In a statement the European commission said progress on the EU-Turkey deal was fragile.

But Dimitris Avramopoulos, the European commissioner in charge of migration and visa policy, said he expected Turkey to meet the EU conditions on visa-free travel. “Statement diplomacy is not very helpful,” he said, adding that his talks with government officials at the highest possible level showed a strong will to cooperate with the EU.

“I believe the migration crisis is bringing Turkey closer to Europe,” he said.

He declined to specify when the deal could be agreed, muddying expectations that this might happen when the EU published its next progress report in September.

Anxieties about visa-free travel in the EU have surfaced in several countries. A visa-free deal for Georgia’s 5 million citizens was put on hold last week, after last-minute opposition from France, Italy and Germany. The EU is also negotiating a visa-free travel deal with Ukraine. Governments, led by France and Germany, have insisted on an emergency brake that would allow them to halt the arrangement if there was abuse of the rules.

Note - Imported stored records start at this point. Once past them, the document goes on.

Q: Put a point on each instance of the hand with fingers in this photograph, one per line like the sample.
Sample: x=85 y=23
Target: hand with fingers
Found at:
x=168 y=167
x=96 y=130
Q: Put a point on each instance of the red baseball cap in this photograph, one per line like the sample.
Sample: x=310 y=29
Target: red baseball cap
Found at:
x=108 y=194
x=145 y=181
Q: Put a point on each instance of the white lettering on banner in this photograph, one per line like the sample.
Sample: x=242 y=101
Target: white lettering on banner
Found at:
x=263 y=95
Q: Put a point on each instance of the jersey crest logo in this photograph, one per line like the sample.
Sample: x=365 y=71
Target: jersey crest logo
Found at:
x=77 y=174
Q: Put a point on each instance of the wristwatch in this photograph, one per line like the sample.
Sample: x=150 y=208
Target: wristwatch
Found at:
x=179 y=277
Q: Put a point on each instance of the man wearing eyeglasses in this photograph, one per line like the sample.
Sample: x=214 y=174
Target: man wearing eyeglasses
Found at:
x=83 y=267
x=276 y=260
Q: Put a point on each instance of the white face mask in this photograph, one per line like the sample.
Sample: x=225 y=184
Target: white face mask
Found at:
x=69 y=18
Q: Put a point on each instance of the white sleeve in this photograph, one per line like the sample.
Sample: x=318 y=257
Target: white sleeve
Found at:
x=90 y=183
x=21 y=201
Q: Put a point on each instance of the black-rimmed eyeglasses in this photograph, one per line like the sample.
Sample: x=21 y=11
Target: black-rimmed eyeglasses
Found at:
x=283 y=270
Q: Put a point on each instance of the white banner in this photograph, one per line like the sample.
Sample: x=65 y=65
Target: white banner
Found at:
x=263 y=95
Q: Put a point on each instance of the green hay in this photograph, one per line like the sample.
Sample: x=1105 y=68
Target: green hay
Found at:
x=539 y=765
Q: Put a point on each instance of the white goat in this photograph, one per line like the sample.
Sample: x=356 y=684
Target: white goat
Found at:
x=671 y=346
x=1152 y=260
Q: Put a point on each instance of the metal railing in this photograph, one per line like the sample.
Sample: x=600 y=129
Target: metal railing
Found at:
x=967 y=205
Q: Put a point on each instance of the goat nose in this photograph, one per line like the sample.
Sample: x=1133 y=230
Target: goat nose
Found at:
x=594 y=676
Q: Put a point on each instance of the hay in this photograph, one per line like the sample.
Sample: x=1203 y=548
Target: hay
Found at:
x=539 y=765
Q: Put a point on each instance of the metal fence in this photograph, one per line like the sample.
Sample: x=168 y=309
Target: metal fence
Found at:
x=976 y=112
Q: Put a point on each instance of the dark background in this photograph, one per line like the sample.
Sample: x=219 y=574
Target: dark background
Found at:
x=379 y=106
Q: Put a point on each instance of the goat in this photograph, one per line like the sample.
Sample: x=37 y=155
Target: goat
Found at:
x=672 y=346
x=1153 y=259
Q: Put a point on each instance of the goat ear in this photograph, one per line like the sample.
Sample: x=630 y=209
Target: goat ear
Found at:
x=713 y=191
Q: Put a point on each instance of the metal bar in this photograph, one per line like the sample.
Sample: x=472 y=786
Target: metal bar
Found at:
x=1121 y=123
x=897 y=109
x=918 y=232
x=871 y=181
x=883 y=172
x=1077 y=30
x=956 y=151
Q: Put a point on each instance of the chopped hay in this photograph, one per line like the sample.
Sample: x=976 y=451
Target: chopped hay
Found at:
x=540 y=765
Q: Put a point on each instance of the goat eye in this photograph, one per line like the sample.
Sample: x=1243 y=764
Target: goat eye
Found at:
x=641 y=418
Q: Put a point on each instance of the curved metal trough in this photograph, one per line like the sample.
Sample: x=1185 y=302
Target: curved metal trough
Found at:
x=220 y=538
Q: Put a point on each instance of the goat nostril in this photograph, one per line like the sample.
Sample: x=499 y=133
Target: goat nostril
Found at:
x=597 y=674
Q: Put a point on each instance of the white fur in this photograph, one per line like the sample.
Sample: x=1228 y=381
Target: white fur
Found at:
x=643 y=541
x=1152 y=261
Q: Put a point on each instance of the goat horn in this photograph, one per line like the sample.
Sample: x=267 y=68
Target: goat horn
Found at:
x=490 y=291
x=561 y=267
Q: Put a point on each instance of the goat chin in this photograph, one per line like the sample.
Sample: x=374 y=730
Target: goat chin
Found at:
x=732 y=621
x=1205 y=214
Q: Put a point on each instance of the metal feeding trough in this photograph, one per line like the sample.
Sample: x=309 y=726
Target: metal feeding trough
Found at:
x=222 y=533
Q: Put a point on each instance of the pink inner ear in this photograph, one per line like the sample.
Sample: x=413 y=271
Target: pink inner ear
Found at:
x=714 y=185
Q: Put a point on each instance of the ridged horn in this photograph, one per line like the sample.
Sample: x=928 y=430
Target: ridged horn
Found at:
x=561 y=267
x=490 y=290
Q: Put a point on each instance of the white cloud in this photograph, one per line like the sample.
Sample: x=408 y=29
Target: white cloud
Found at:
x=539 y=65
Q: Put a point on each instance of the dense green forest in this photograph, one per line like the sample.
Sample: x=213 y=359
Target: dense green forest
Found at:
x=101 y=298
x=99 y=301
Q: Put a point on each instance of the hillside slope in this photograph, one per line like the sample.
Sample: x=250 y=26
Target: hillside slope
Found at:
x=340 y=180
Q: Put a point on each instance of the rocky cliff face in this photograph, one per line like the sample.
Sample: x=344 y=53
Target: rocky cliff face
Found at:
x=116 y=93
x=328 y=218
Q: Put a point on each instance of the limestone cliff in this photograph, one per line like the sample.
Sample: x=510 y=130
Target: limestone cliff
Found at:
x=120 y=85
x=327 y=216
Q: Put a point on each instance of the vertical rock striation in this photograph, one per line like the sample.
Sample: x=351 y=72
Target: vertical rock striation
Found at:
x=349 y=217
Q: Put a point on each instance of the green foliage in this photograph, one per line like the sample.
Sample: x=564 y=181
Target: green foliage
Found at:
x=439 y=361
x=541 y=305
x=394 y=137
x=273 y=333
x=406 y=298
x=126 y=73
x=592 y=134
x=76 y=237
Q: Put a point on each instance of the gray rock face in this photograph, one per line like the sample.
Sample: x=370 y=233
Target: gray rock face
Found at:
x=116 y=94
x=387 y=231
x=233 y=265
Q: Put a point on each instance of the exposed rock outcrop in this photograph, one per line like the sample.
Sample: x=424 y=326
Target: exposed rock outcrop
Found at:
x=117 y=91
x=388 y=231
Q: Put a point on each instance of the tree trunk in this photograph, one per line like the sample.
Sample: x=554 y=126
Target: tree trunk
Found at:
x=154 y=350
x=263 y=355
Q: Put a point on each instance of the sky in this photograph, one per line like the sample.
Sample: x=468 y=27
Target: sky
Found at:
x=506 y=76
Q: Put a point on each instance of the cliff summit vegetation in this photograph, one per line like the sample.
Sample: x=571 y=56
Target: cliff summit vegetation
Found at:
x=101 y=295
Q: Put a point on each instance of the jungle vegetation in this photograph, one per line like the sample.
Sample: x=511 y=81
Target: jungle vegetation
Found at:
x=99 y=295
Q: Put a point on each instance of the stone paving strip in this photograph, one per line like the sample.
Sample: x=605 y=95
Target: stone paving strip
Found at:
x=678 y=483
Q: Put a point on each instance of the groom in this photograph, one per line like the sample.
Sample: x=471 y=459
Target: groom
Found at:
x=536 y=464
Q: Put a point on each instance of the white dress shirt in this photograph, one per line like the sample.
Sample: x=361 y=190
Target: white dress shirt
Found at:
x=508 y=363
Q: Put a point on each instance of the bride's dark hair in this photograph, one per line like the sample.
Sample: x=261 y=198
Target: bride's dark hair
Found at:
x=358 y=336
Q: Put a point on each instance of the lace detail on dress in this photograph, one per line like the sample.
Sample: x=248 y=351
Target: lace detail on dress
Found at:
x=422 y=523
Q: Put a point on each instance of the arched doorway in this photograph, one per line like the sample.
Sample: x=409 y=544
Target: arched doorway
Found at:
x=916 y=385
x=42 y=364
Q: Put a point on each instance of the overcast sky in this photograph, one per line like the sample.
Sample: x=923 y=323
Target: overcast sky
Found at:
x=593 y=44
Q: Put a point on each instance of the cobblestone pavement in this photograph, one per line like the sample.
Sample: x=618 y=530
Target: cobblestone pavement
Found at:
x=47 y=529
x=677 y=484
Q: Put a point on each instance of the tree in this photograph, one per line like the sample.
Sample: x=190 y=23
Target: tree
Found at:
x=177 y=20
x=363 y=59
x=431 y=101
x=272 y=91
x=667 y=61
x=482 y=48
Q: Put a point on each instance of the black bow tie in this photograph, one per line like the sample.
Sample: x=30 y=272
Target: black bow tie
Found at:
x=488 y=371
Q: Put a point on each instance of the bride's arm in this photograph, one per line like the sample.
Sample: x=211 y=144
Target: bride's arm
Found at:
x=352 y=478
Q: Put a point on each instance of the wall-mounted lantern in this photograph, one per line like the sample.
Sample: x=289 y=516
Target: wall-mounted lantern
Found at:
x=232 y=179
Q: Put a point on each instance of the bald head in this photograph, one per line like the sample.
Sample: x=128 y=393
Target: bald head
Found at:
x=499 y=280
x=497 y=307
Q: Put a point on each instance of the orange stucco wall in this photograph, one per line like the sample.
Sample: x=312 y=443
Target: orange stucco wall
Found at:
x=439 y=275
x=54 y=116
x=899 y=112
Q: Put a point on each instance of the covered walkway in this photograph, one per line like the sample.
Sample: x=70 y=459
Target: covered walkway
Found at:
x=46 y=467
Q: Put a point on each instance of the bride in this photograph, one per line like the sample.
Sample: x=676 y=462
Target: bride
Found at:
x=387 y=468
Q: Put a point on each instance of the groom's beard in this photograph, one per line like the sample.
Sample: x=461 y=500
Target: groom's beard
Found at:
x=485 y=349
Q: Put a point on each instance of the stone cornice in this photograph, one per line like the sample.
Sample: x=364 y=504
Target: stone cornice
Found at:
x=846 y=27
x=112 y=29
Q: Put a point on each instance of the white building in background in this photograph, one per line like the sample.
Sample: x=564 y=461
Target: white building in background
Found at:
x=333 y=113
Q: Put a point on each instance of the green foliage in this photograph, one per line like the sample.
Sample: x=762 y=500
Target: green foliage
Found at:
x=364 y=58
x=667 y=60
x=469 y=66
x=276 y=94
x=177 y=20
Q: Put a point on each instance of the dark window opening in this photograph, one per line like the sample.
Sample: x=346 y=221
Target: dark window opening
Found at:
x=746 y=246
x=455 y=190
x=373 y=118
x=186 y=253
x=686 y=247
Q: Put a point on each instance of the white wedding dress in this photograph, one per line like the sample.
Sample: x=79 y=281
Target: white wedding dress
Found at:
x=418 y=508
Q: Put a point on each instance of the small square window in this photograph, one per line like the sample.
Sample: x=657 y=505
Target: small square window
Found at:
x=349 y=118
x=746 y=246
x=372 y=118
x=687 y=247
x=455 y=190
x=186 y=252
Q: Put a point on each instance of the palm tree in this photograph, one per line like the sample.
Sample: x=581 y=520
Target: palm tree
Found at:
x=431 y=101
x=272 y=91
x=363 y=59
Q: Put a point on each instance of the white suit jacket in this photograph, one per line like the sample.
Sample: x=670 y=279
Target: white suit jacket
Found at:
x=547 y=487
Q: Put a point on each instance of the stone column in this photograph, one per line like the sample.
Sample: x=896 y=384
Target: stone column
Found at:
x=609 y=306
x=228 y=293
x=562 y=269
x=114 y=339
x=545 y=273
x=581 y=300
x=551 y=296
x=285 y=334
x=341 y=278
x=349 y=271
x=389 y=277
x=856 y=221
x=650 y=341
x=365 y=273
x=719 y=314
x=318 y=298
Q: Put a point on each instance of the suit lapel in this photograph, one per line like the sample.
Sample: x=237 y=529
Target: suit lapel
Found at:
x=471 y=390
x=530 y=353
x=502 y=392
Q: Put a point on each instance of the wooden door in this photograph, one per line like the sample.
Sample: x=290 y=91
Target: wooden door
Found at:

Since the EU agreed the migration pact with Turkey in March, the number of migrants making the perilous journey to Greece has fallen sharply. Fewer than 50 people a day risked the dangerous Aegean Sea crossing in May on average, compared to daily arrivals of up to 2,000 at the start of the year.

So far 511 Syrian refugees have been resettled in Europe from Turkey, under the one-for-one scheme. Around 462 migrants, including 31 Syrians, have been sent back to Turkey from Greece.

The EU executive also called on Greece to take urgent steps to improve its asylum claims system, which fell foul of human rights standards even before a surge in arrivals on Greek beaches last year. Issuing a series of recommendations, it said Greece had to do more to ensure the safety of unaccompanied children and guarantee legal aid for claimants.

But a senior human rights advocate at the Council of Europe said the EU-Turkey deal had created problems for Greece, which was struggling to cope with processing asylum claims.

Tomáš Boček, special representative on migration and refugees at the Council of Europe, said migrants and refugees were spending too long in overcrowded camps and asylum-processing “hotspots” in Greece while they awaited a decision on their claims.

Around 50,000 people are on the Greek mainland, while a further 7,000-8,000 are estimated to be in camps on the Greek islands.

The Council of Europe, which is not an EU body, has sharply criticised the EU-Turkey deal as a possible breach of international law.

Boček, who served as the Czech Republic’s ambassador to the EU, recently visited Turkey, which is housing 3.1 million refugees.

Ahead of a report to be published later this summer, he voiced concern that half a million Syrian refugee children were not in school in Turkey.

Many children were working in fields or textile factories to help support their families, he said. “It would be difficult for any country to deal with this, but there are shortcomings, which are understandable because of this great number of refugees.”